At long last, the book titled 'Ibrahim - The Malay Worriers' was finally launched by Dato Seri Najib, Minister of Defence on Wednesday, 9th July 2008. The book chronicled the life history of General Tun Ibrahim Ismail, beginning with his exploits as a young officer in the Indian Army, his participation in the 2nd World War, the Malayan emergency, the period of the Indonesia - Malaysia Confrontation and finally the May 13, 1969 racial riots. Having served the entire period of the 2nd World War, held various command assignments and later on as the Chief Executive Officer, National Operations Council (NOC) during the May 13 racial riots, he therefore has no comparison to any other military officers alive today. He is a 'historical masterpiece' of the Malaysian Armed Forces that shall long be remembered.
If I can recall, Tun Ibrahim first launched his book in August 13, 2005 at the Putra International Convention Centre, Putrajaya, in the presence of the Prime Minister, Dato Seri Abdullah Ahmad Badawi. In his speech, Dato Seri Abdullah who served NOC as a staff officer, had admitted to have 'feared' in Tun.
Allow me this opportunity to relate a story that I had with Tun, who was than the Director of Operations East Malaysia (DOPEM), with its headquarters in Kuching, Sarawak.
This was in the year of 1967. I was then a platoon commander in charge of a detachment located at Bekalalan, Sarawak, Our mission was to monitor the movement of Indonesians into Sarawak through the porous border of Kalimantan and Sarawak.
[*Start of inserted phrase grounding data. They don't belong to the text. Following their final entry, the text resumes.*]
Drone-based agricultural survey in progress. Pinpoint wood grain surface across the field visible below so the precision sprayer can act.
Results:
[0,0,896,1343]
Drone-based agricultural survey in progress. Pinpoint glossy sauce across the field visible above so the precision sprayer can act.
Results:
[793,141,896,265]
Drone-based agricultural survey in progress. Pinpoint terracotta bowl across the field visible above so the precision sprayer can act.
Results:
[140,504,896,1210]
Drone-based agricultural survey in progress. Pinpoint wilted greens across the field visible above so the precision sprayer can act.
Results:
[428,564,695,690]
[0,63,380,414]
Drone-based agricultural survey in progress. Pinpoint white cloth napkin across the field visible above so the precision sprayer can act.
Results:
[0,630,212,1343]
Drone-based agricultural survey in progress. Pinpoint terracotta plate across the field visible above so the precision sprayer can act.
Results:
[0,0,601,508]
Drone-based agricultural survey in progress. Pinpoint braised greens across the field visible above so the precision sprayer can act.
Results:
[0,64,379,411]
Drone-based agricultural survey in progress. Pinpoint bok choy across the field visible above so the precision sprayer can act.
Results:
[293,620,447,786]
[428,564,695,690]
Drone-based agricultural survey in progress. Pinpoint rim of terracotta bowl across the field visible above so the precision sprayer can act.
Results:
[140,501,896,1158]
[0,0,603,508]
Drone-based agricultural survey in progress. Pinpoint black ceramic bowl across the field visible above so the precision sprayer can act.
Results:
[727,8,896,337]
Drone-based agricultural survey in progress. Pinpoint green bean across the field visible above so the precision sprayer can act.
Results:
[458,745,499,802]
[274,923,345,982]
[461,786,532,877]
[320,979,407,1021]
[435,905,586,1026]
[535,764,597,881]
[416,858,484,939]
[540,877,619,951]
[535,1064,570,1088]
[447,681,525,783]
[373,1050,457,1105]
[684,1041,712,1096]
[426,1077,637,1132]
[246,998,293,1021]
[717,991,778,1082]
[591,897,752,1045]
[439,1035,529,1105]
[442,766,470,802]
I was on a foot patrol one morning, passing through several long houses located along winding tracks and rivers. Upon reaching Long Rusu, approximately 30 minutes walking distance from my base camp, I heard overhead the sound of a helicopter flying towards the direction of my base camp. A few minutes later, I was called over the radio to inform me that DOPEM has landed at my base camp. I was shocked, because I was not told earlier by my battalion headquarters based at Long Pasia, about the visit.
With hearts pounding, I raced home through the jungle tracks, well ahead of my soldiers. All the time, I was imagining the scolding that I will be getting from DOPEM for being absent during his arrival. Upon arrival at my base camp, short of breath and still in a daze as to what I should say to DOPEM, there ahead of me was DOPEM with his ADC (Capt Latiff Ahmad) smiling. I could not believe in what I saw....but I thanked god for showing kindness in the heart of my distinguished visitor.
That little smile that he gave me was enough for me to regain my composure and strength. Before I could salute him, he extended his hands to congratulate me for my good work in maintaining the cleanliness of my camp. The visit has to be short, because DOPEM ha to fly back before the clouds closed in.
I am in possession of a signed copy of Tun's book and having read it, I would recommend that the book be read by all officers of the Armed Forces, and be kept a copy each.